Le Pr Jean-Robert Pitte (à droite) et M. Dominique de Legge (à gauche)
Le mardi 25 janvier 2022, le groupe d’amitié France-Saint-Siège, présidé par M. Dominique de LEGGE (Les Républicains ‑ Ille-et-Vilaine), a reçu le Pr Jean-Robert Pitte, Secrétaire perpétuel de l’Académie des sciences morales et politiques, pour évoquer son dernier ouvrage La Planète catholique, une géographie culturelle[1].

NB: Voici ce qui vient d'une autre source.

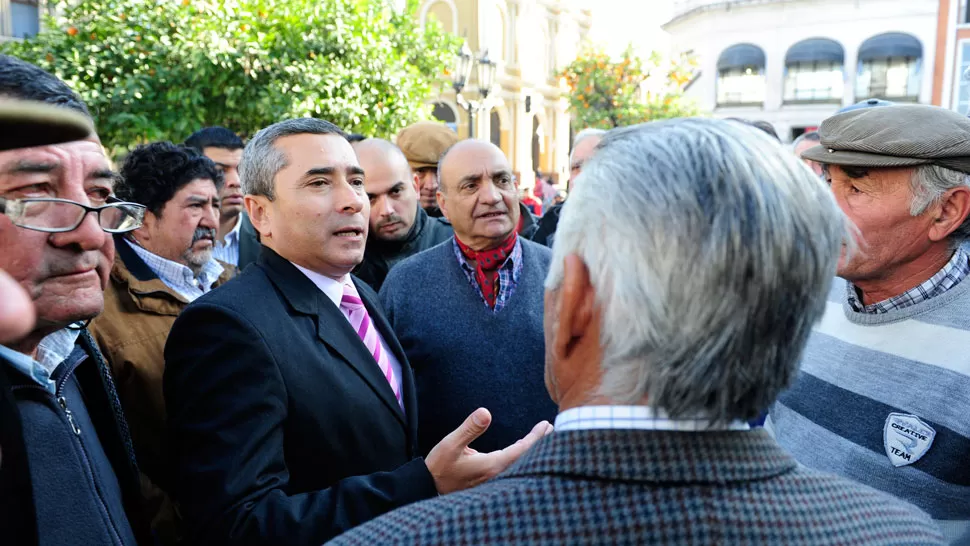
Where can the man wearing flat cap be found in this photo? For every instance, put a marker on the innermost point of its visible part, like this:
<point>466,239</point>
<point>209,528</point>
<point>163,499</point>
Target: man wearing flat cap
<point>884,392</point>
<point>67,471</point>
<point>422,144</point>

Étaient également présents M. Bruno BELIN (LR-Ratt. ‑ Vienne), Mme Christine BONFANTI-DOSSAT (LR – Lot-et-Garonne), MM. Emmanuel CAPUS (Les Indépendants – République et territoire – Maine-et-Loire) et Pierre CUYPERS (LR – Seine-et-Marne), Mme Joëlle GARRIAUD-MAYLAM (LR – Français établis hors de France), M. Jean-Michel HOULLEGATTE (Socialiste Écologiste et Républicain – Manche), et Mmes Marie MERCIER (LR – Saône-et-Loire) et Patricia SCHILLINGER (Rassemblement des Démocrates Progressistes et Indépendants – Haut-Rhin).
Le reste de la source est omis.